Genel müdür Deniz Arslan, sinekle ilgili şikayetleri hatırlattığımızda ise, “Şöyle bir şey de var. Hayvan tersi de kullanılıyor bağlarda. Onlarca kamyon hayvan tersi döktüler. Sineği o da yapıyor. Karpuz üstüne şeker suyu döktüler. Şekere sinek yapıştırmışlar, sonra sosyal platformda paylaşıyorlar ‘biyogaz sinek yapıyor’ diye. Karpuzu kesip 3-4 gün bekletmişler, ölü sinekleri toplamışlar fotoğraf paylaşıyorlar. Organik madde her zaman sinek yapar. Bunun çözümü nedir, ilaçlamadır. Biz orada muhtarlıklarla, hattı ilçe tarımla bu alanları ilaçlamayı istedikleri süreden bile kısa zamanda yapıyoruz. En ufak bir şikayette gece gündüz, 24 saat o bölgedeki halkın yanındayız. Neyden şikayet ediyorlarsa onu ortadan kaldırmak için elimizden geleni yapıyoruz” ifadelerini kullandı.

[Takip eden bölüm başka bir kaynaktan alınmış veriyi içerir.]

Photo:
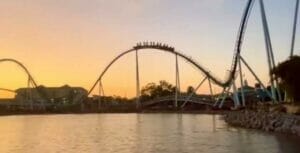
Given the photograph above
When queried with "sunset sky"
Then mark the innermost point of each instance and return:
(71, 41)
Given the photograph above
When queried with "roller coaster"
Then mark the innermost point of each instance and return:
(227, 84)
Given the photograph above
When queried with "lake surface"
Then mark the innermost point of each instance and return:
(135, 133)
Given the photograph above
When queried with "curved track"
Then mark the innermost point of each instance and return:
(22, 66)
(158, 46)
(8, 90)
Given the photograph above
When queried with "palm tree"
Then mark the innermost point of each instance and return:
(288, 73)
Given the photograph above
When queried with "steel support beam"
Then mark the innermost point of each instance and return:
(294, 27)
(270, 55)
(225, 93)
(138, 104)
(177, 89)
(210, 89)
(257, 79)
(235, 95)
(196, 89)
(100, 93)
(242, 83)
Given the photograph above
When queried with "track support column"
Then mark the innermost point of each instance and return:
(138, 103)
(270, 55)
(242, 82)
(177, 86)
(294, 27)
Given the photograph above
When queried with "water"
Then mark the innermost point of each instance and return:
(135, 133)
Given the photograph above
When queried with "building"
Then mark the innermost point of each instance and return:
(53, 95)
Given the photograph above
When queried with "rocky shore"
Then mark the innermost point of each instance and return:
(267, 121)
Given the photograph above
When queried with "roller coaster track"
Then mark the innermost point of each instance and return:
(22, 66)
(166, 48)
(8, 90)
(35, 85)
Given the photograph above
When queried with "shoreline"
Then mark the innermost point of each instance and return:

“HAVUZLARDA YERALTI SUYUNA SIZMA OLMAZ” SAVUNMASI

Havuzlarda toplanan sıvı atıkların yeraltı suyuna sızmayacağını savunan Arslan, “Sızmaz… Neden sızamaz? O sıvının içerisinde yüzde 95 su var. Bu bir su. Suyun kalan yüzde 5’lik kısmında organik maddeler var. Organik maddeyi oluşturan şey partiküller. Sızıyor olsa o havuzlar sürekli olarak kurur. Biz buna rezerve yaptırdık Çevre ve Şehircilik Bakanlığı kirletip kirletmediğine dair raporlar hazırladı. Tarım Bakanlığına gönderdi. Heyetlere gönderildi. Kirliliğin oluşmadığı tespit ediliyor. Bu belli dönemde depolanıp çiftçiye verilen, içindeki organik madde daha sonra tesisimize alınıp katı gübreye dönüştürülen bir süreç” dedi.

“KOKU VAR AMA MISIR SİLAJINDAN FARKLI DEĞİL”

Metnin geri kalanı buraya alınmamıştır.